In actual dollars, JMU raises more money from mandatory student fees than any other school in the country; Old Dominion is second. Many of the top-ranked college sports programs in the country don’t rely on student fees at all, according to the Knight-Newhouse database, because they’re in conferences with big TV donors and generous donors, typically the Big Ten or the Southeastern Conference.

Deeds introduced a similar measure last year that didn’t pass. “The bill I introduced last year was at the request of UVA, Tech and JMU,” Deed said by text message. “It was designed to give the schools more flexibility in the use of the fees, for instance for athletes’ medical needs. Virginia is more transparent than other states, so it’s really not fair to compare our schools with those in other states.” He said the budget amendment is “aimed at the same goals as the bill” last year.

Deeds voices a concern often heard in discussions about mandatory student fees for athletics: Some Virginia schools show up as relying heavily on these fees for athletic budgets simply because they’re more transparent than others. The belief is that many schools in other states simply extract that money from students in different ways and don’t report it as a “mandatory student fee” even though it might be a mandatory something else. The Knight-Newhouse database disputes that. It also captures the vague category of “institutional support,” which would cover other ways that colleges raise money for athletics other than TV revenue, donors, ticket sales and such. Even when that is factored in, some Big Ten and SEC schools still show up at zero while JMU has the second-highest amount in the country (behind only South Florida).

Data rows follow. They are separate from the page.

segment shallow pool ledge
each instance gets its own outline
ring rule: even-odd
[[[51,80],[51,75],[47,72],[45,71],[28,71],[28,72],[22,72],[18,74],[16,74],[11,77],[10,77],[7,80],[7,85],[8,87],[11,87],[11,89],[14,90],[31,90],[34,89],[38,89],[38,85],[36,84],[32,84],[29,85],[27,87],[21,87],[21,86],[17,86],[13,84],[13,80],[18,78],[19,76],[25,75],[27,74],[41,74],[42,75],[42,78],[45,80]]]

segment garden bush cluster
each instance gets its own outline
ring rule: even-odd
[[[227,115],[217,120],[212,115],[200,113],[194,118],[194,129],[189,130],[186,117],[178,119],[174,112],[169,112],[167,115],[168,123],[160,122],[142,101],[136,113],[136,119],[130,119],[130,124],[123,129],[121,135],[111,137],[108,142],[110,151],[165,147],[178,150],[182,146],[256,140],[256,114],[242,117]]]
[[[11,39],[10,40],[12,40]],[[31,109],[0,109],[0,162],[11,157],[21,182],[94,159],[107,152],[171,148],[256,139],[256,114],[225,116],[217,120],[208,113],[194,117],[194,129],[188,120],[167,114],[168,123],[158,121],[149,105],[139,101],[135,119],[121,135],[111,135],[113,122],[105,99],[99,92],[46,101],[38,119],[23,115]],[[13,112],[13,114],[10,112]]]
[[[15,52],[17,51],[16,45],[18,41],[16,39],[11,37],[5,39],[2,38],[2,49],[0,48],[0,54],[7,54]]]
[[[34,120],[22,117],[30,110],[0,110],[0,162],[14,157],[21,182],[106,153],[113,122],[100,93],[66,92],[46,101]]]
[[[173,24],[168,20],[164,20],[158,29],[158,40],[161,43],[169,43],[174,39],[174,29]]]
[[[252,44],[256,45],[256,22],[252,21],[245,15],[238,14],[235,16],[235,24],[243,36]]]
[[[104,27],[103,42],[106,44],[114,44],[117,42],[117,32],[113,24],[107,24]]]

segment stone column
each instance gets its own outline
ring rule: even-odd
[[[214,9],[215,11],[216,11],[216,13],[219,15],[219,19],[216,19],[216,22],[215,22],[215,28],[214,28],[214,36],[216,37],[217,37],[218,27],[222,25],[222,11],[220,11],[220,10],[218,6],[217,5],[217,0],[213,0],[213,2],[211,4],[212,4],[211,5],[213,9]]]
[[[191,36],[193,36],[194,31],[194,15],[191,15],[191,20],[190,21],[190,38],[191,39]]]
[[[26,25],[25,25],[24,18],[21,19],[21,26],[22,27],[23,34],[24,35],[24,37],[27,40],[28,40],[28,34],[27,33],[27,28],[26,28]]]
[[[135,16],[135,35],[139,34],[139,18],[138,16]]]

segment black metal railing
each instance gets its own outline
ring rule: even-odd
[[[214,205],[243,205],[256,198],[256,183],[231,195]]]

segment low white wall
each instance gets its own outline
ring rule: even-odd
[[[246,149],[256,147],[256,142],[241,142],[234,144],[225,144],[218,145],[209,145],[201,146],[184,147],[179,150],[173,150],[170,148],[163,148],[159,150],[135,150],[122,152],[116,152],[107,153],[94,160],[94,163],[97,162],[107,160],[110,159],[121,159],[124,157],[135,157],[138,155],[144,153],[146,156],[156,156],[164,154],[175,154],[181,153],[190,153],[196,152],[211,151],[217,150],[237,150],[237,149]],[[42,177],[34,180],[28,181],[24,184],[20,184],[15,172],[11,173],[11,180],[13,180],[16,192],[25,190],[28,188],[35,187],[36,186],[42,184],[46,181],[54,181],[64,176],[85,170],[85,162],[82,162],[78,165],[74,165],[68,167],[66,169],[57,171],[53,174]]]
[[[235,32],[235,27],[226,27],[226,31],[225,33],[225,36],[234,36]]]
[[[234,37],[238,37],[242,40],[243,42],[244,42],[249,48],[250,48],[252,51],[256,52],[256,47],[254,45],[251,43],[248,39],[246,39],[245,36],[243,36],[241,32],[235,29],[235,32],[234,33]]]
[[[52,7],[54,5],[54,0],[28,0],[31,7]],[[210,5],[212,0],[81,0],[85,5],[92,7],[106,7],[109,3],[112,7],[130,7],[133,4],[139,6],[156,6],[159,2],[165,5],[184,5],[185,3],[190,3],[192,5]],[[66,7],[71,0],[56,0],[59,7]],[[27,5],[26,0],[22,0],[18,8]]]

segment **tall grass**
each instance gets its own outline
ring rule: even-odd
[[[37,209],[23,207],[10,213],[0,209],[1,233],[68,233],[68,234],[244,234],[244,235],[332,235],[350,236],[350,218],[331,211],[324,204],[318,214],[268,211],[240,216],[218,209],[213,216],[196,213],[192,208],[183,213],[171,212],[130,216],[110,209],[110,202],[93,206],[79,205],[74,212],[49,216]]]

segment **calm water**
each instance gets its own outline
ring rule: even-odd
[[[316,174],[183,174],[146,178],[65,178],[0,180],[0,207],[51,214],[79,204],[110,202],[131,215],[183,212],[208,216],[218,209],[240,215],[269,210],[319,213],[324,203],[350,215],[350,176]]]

Deeds’ budget amendment would do some other things.

For Virginia and Virginia Tech, it would set conditions on using more money from student fees. They would have to demonstrate that the increase in the subsidy “was matched by a comparable dollar increase in generated revenue over a five-year rolling average or that it was matched by a comparable percentage increase in generated revenue utilizing a compound annual growth rate in generated revenue and student fees.”

It would put an expiration of 2030 on all these percentage caps but also set in motion a study by the General Assembly’s investigative arm, the Joint Legislative Audit and Review Commission, “for the purpose of determining whether the provisions of this act should be amended permanently.”

That study would be required to “evaluate approaches taken by other states to create sustainable, competitive funding models for intercollegiate athletics,” to “assess the local, regional, and statewide economic impact of college athletics” and to consider these percentage caps on using mandatory student fees “in light of evolving trends in intercollegiate athletics” and to take into account the ability of Virginia’s public colleges “to maintain competitiveness in intercollegiate athletics.”

Aside from however you feel about these mandatory student fees — I get lots of emails from readers outraged about them but not a single state legislator has proposed their abolition — the fascinating thing about Deeds’ proposed study is that it casts college sports into the context of economic development and would seem to make it a state policy that Virginia’s teams be competitive.

If that’s the case, maybe students shouldn’t be the only ones forced to pay for those teams?